Pierre-Olivier Gourinchas, director of the IMF’s research department, emphasized that the fight against inflation is close to being won and that a global recession is not expected. He also mentioned that most countries are keeping inflation near the targets set by central banks. Regarding growth in the United States, it is expected to slow from 2.8 percent in 2024 to 2.2 percent in 2025, while other advanced economies will show signs of recovery in their economic cycles.
As for the current projections, performance in emerging Asia remains strong despite a slight downward revision. India is expected to grow by 7 percent this year and 6.5 percent in 2025, while China will grow by 4.8 percent and 4.5 percent.
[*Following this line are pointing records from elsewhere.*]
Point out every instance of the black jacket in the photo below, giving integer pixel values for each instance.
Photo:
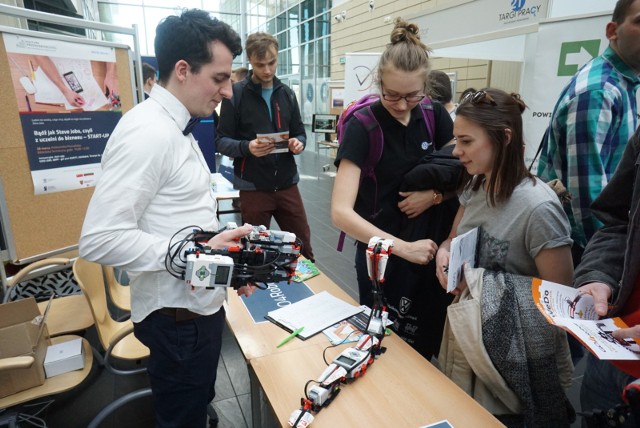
(246, 115)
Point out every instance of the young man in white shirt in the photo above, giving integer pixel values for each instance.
(155, 182)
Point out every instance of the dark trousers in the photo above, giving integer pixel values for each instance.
(601, 389)
(285, 206)
(182, 366)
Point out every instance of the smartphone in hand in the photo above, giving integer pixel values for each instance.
(73, 82)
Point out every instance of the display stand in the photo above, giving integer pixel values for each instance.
(325, 124)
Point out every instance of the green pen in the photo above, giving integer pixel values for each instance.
(291, 336)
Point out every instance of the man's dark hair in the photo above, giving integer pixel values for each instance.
(440, 86)
(621, 10)
(148, 71)
(187, 37)
(241, 73)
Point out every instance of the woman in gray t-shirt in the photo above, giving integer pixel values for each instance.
(524, 233)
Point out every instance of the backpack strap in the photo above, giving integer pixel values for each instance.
(426, 107)
(376, 145)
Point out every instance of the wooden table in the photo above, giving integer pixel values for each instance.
(401, 388)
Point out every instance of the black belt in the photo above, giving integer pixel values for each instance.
(179, 314)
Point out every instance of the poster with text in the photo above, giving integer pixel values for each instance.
(69, 103)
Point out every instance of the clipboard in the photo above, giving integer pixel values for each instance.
(315, 313)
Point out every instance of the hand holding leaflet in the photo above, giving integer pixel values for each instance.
(574, 312)
(463, 250)
(280, 141)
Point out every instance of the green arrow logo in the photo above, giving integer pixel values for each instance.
(584, 50)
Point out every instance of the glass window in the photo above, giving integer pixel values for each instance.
(283, 43)
(306, 9)
(308, 59)
(323, 53)
(271, 8)
(322, 25)
(281, 22)
(174, 4)
(284, 62)
(322, 6)
(308, 32)
(271, 26)
(294, 36)
(152, 17)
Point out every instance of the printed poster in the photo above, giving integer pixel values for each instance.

Brazil will record growth of 3 percent and 2.2 percent, respectively.
Regarding lower interest rates in major economies, they are expected to relieve pressure on emerging market economies. Gourinchas emphasized the importance of implementing sustained fiscal adjustment strategies when necessary. However, he warned that the biggest challenge will be in growth and in responding to reforms.
The economist mentioned that the application of industrial and trade policy measures can protect domestic workers and industries, but it is crucial to avoid potential long-term negative repercussions. He highlighted that it is essential for economic growth to come from ambitious internal reforms that drive innovation, increase human capital, and improve competitiveness and resources.
Finally, there is growing concern about increasing uncertainty, especially concerning geopolitical risks and financial market volatility. This disconnection could enhance the likelihood of shocks, making it crucial to manage risks properly to avoid negative impacts on the global economy.